The urge to go online the moment they reach foreign soil sees a high proportion of people connecting to unsecured Wi-Fi networks, putting their personal data at risk, according to a study by an IT security product firm.

The research, which polled 11,850 people from across Europe, Russia, Latin America, Asia Pacific and the US, found that cyber-crime is commonplace when abroad. However, as ever more essential travel information – from maps and hotel confirmations to check-in details and boarding passes – is stored online, international travelers often have no choice but to connect upon arrival. Many will be keen to use Wi-Fi rather than risk incurring roaming charges, despite the fact that doing so will expose them to risk, says Kaspersky Lab.

On leaving the airport, nearly half of us (44 per cent) are already online, with most (69 per cent) connecting in order to let family and loved ones know they have arrived safely, and nearly four-in-ten (39 per cent) saying they connect mainly to download travel information. Pressure from work (38 per cent) is also a strong factor, as is the desire to get up to speed on social media (34 per cent). One in three (34 per cent) states, simply, that it is instinctive to go online as soon as possible.

We are so used to being connected when we are at home, that when we are abroad, we hardly give a second thought to where we connect, how we connect or who might be ‘listening’ in. Eight-in-ten people (82 per cent) connect to unsecured, free-to-use public access Wi-Fi networks in airport terminals, hotels, cafes or restaurants. In addition, half (50 per cent) forget their connected devices are crammed with highly personal and sensitive information because they use them for so many other things, such as taking pictures and using maps. Away from home, and trusted networks, the lack of regard for network security plays into the hands of cyber-criminals. Almost one in five (18 per cent) travelers have been a victim of cybercrime while away from home, compared to 6 per cent of those who have faced real-life crime.

This is not surprising if you consider the fact that our digital habits barely change while we’re abroad, even though we may be more exposed to unsecure public networks. Around half of the survey’s respondents say they bank (61 per cent) and shop (55 per cent) online over Wi-Fi while abroad. Vulnerability is also increased through the things we do more of online while abroad. For example, one in eight (13 per cent) are more likely to post on social networks when abroad, and one in seven (14 per cent) say they shop online more using their credit card.
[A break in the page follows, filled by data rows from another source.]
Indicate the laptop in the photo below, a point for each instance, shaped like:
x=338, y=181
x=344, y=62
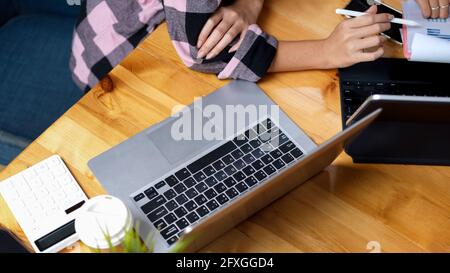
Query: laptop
x=204, y=186
x=388, y=76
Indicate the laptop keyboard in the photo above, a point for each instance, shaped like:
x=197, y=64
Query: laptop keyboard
x=199, y=189
x=355, y=92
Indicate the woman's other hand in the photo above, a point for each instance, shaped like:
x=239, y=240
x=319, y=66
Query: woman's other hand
x=225, y=25
x=434, y=8
x=357, y=40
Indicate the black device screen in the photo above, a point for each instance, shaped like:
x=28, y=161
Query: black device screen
x=362, y=5
x=406, y=132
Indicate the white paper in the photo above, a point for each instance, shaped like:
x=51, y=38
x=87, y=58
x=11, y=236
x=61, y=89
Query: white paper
x=430, y=49
x=430, y=42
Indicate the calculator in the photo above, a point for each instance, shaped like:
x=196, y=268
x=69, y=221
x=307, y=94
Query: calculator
x=45, y=200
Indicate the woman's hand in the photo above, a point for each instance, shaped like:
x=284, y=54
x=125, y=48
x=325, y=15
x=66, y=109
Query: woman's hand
x=434, y=8
x=350, y=41
x=225, y=25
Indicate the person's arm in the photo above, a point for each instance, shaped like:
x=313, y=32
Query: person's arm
x=434, y=8
x=347, y=45
x=225, y=25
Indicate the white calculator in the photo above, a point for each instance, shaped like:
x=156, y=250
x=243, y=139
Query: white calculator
x=45, y=200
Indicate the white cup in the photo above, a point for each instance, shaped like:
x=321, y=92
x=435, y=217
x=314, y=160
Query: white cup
x=102, y=217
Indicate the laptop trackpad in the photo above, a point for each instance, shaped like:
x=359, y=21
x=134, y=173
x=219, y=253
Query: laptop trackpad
x=175, y=150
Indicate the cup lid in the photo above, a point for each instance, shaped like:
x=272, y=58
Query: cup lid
x=101, y=217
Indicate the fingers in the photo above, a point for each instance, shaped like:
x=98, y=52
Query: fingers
x=371, y=30
x=368, y=20
x=372, y=10
x=217, y=35
x=443, y=8
x=370, y=56
x=435, y=10
x=213, y=21
x=222, y=44
x=370, y=42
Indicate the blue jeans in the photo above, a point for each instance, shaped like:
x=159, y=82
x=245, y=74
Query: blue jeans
x=35, y=81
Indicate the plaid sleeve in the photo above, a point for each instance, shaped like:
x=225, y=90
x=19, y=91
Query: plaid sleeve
x=106, y=32
x=250, y=62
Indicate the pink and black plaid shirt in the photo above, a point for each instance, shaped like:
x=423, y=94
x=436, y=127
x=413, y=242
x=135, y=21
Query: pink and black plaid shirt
x=108, y=30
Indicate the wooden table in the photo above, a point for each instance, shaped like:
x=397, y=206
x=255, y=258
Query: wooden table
x=403, y=208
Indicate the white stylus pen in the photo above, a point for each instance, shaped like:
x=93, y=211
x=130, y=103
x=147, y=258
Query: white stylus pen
x=353, y=13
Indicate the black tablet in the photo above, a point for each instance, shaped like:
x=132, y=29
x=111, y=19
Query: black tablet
x=410, y=130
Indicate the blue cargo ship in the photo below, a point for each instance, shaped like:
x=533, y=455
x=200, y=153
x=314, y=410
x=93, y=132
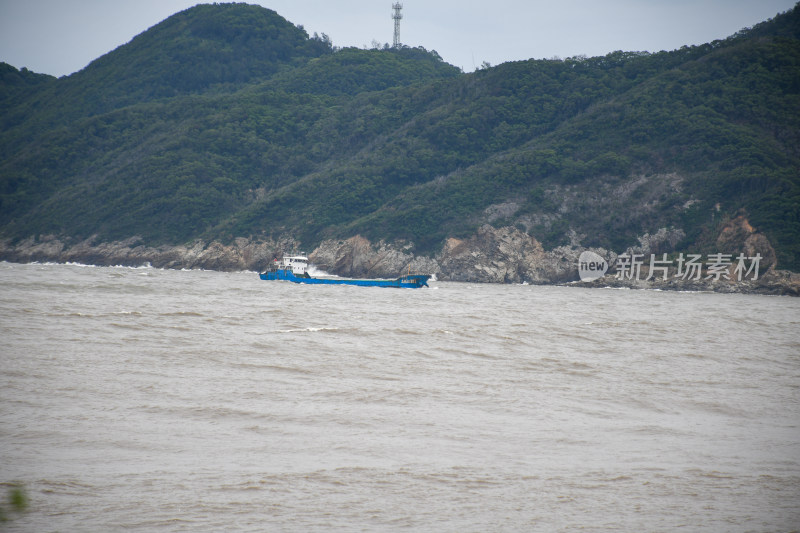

Eugene Kaspersky, chairman and CEO of Kaspersky Lab, said: “I travel a lot. My business schedule is all about meetings, conferences and negotiations right around the globe. More than 100 flights a year is the norm for me. And of course I use various public Wi-Fi networks to access the internet all the time. The first thing I do after connecting to the net is connect to a VPN (in my case the Kaspersky Lab VPN), and that is pretty much the best precaution I’d recommend anyone. That and, of course, keeping all your software – including your security suite – up-to-date, and not trusting anyone on the internet.”